La modération s’imposait pour d’autres raisons encore : la domination des ducs de Bourgogne était récente, leurs territoires étaient dispersés, leurs sujets fiers et turbulens. Ces républiques des Flandres très occupées par leurs affaires, à elles, s’intéressaient peu aux desseins et aux convoitises de la maison régnante. Chaque effort au dehors avait pour contre-coup une rébellion au dedans. Ce Philippe était un souverain trop récent pour jouer aux Alexandre. Il disait, beaucoup plus tard : « Je veux bien que chacun sache que, si j’eusse voulu, je fusse roi. » Peut-être. Mais il en fut de cela comme de son vœu de croisade et autres « liffreloffres » à la flamande.

A la constitution d’une grande « Bourgogne, » il est un empêchement décisif : c’est le rapprochement fatal, contre elle, de l’Allemagne et de la France. Il semble bien, qu’en Europe, il n’y ait pas de place pour une domination impériale entre ces deux pays[1]. Si Charles VI et Charles VII furent les seuls princes français, peut-être, qui conservèrent la fidélité des alliances allemandes, c’est que leurs règnes coïncidèrent avec la grandeur bourguignonne. Resserrée sur son étroite bande de terre, surveillée du côté de la mer par la jalousie anglaise, la fortune des Pays-Bas, avec tout ce qu’elle charrie d’eaux fécondantes et de limons puissans, s’enlize dans son propre succès comme le cours du grand fleuve qui les a créés se perd et s’épuise avant d’atteindre la mer.

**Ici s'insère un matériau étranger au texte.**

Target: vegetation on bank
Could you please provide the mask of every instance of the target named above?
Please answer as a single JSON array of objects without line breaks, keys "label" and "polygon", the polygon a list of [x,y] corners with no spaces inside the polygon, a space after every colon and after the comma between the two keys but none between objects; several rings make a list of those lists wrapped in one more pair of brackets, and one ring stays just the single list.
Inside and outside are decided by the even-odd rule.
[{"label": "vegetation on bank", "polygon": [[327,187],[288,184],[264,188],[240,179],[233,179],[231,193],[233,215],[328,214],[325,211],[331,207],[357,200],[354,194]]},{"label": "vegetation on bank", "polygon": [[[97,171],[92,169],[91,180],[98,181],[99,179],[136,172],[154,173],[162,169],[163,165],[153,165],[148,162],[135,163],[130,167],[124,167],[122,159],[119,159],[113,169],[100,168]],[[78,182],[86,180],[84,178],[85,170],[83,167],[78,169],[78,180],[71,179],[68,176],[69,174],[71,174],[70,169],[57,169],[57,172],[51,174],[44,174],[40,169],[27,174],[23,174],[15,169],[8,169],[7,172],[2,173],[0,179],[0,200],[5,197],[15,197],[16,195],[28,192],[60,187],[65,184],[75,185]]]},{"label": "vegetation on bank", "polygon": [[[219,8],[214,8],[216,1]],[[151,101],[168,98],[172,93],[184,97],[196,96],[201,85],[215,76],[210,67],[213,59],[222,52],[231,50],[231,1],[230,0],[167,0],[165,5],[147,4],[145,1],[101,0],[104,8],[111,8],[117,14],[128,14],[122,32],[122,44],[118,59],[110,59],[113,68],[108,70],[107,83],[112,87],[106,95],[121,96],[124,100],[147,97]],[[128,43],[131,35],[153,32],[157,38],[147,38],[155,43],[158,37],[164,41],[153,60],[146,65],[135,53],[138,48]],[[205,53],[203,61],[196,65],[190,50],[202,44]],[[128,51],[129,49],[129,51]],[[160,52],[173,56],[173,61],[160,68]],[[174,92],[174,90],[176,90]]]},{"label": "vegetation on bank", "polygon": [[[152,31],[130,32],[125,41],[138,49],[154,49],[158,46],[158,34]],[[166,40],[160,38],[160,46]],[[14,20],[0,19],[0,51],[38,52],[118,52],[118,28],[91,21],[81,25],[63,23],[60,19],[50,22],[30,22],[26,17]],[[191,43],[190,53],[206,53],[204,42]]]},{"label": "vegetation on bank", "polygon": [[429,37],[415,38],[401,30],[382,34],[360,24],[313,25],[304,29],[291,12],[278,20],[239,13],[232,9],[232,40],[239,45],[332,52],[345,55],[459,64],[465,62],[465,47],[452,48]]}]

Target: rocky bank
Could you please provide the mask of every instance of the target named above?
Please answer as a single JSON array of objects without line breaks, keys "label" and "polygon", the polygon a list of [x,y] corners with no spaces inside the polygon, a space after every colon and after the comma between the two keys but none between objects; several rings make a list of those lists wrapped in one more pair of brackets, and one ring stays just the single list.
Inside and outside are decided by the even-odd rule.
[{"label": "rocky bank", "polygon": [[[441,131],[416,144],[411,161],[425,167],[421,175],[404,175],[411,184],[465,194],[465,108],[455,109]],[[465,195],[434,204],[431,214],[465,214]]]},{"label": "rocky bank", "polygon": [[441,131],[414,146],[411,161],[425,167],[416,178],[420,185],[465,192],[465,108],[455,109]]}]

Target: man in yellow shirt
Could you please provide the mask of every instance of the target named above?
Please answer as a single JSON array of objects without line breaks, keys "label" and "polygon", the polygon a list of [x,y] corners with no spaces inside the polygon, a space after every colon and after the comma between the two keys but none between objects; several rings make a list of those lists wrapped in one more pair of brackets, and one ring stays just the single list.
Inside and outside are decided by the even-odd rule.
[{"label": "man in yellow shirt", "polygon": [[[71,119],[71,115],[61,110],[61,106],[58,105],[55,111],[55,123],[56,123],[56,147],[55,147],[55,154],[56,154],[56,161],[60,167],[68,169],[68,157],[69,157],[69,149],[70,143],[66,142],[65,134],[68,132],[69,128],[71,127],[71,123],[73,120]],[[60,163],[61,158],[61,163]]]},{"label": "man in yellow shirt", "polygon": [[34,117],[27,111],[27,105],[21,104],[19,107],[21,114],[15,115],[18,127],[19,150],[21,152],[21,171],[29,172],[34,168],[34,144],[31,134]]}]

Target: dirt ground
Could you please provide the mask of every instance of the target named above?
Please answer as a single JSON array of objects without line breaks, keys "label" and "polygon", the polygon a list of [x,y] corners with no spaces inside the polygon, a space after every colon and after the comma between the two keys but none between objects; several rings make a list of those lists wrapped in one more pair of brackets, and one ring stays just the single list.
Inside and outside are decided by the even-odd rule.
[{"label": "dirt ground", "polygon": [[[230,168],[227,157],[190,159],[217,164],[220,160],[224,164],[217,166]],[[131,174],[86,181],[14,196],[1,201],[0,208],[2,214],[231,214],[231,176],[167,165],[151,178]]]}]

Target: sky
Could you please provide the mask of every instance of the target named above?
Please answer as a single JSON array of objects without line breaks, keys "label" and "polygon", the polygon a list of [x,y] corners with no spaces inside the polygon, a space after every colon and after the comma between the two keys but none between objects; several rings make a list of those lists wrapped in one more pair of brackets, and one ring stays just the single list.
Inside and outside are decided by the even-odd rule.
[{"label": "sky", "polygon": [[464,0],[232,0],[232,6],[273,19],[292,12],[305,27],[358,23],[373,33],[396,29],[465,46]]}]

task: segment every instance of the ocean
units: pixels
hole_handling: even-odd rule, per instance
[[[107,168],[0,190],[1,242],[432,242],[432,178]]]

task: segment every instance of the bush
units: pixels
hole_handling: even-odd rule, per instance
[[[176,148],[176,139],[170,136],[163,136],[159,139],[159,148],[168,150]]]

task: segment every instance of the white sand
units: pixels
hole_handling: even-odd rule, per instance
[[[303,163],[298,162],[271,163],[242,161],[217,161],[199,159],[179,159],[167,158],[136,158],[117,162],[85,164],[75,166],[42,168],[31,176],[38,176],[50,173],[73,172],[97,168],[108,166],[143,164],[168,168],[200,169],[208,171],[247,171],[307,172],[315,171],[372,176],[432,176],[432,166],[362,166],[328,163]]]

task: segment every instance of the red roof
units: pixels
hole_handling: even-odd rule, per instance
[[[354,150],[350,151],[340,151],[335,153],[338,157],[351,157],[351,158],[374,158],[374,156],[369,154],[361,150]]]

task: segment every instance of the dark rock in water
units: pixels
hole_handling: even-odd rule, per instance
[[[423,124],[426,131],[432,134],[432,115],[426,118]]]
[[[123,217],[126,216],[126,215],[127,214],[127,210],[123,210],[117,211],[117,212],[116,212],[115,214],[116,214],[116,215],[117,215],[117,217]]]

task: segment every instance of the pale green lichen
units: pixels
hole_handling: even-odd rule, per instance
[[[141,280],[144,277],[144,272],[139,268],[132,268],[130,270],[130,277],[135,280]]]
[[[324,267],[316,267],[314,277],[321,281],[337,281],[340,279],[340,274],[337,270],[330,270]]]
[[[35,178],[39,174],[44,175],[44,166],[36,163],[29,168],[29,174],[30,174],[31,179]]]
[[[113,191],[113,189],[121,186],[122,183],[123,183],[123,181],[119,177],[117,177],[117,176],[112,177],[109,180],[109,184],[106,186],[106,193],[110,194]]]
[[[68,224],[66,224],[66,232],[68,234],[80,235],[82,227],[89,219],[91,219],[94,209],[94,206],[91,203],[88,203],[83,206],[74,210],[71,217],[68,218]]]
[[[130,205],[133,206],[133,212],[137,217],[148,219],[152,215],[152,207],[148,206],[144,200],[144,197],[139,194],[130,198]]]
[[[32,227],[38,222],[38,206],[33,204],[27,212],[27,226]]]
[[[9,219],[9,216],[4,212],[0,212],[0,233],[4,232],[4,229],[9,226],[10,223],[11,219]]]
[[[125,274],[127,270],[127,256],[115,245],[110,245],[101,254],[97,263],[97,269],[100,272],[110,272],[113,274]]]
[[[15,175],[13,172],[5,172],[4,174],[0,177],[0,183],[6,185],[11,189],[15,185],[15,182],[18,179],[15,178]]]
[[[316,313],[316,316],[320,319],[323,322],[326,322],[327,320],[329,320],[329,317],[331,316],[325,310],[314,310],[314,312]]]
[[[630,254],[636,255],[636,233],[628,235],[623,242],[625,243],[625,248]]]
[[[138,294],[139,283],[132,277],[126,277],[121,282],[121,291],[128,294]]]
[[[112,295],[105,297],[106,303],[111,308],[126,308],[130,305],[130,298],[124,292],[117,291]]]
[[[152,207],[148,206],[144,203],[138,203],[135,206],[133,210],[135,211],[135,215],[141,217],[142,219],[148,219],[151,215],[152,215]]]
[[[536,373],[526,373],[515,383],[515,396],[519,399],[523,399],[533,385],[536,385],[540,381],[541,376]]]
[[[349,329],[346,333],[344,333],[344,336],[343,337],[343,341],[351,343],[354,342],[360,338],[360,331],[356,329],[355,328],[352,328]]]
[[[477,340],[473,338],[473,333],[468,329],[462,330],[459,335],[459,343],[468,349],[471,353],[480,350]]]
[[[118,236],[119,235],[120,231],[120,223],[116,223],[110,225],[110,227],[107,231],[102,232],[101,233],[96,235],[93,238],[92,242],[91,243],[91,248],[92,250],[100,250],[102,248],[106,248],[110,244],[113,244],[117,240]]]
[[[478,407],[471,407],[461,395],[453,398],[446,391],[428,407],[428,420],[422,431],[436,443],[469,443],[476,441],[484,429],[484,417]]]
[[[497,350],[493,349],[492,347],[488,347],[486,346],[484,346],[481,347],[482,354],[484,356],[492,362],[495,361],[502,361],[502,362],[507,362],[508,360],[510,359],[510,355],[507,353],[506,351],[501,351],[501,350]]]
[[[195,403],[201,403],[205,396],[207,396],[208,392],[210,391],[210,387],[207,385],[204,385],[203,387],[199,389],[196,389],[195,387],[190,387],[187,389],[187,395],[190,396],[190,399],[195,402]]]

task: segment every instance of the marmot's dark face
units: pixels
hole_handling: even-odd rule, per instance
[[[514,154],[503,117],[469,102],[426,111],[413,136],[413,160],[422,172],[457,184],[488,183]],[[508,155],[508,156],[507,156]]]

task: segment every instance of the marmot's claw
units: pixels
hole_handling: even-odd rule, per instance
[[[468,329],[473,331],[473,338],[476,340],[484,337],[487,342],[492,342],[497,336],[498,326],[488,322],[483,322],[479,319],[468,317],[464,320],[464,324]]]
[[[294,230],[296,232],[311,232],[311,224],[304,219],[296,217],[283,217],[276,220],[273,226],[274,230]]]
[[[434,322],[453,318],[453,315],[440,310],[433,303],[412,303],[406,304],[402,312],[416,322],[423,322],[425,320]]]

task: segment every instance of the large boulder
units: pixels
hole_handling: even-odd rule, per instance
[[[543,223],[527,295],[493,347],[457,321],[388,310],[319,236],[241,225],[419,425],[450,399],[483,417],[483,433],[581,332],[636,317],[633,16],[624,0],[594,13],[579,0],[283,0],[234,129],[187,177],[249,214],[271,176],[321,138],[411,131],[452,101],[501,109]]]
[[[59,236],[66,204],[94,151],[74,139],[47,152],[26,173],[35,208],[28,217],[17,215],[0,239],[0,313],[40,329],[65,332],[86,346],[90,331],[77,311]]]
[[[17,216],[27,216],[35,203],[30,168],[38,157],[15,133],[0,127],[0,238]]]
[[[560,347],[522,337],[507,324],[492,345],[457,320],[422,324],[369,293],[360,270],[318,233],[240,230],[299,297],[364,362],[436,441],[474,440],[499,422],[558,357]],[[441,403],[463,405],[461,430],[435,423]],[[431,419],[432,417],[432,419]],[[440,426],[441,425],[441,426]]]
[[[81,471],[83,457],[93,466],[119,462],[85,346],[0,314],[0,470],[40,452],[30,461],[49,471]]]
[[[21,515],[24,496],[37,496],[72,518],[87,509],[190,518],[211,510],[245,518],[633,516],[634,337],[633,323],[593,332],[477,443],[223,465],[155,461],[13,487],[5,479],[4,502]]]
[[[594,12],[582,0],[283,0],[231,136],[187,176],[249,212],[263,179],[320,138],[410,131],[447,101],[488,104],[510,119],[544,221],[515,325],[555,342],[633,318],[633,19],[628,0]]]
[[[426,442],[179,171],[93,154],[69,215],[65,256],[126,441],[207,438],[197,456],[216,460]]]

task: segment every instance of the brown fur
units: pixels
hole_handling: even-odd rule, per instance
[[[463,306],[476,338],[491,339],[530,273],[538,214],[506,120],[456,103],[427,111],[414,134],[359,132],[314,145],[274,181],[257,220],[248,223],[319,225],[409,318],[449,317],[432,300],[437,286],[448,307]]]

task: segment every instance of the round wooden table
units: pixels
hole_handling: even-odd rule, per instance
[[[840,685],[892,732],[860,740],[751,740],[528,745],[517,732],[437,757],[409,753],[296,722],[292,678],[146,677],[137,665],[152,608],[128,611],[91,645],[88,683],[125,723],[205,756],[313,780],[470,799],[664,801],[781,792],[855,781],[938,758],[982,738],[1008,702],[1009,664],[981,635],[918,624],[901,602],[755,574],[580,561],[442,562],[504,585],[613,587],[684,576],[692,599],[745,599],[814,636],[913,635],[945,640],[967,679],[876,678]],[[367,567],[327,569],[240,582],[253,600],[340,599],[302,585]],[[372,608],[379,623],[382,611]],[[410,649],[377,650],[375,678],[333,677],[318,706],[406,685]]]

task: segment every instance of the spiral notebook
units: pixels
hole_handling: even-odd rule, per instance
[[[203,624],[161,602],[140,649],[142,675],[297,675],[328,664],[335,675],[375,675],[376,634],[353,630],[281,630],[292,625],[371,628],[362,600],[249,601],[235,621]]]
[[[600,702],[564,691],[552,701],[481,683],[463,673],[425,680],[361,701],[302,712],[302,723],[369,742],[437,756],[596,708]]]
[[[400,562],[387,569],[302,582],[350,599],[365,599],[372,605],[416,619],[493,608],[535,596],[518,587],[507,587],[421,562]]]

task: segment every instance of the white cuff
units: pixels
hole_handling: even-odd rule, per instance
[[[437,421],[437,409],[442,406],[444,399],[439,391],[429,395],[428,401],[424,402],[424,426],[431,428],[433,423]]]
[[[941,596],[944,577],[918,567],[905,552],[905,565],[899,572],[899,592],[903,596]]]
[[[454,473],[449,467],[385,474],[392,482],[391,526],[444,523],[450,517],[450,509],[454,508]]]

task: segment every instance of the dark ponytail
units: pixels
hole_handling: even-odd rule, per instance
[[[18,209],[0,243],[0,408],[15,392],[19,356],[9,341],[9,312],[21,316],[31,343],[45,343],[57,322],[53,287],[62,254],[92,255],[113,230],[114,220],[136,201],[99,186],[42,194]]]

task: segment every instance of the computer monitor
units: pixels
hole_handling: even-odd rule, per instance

En somme, au for intime de Philippe le Bon, si volontaire Flamand qu’il fût, si accroché à ses riches et belles Flandres, il

  1. Ceci ne veut pas dire qu’il n’y ait pas de place pour des populations indépendantes. Pirenne, dans son Histoire de Belgique, explique très bien cette situation des « Bourgognes » entre la France et l’Allemagne (t. II, p. 228-29).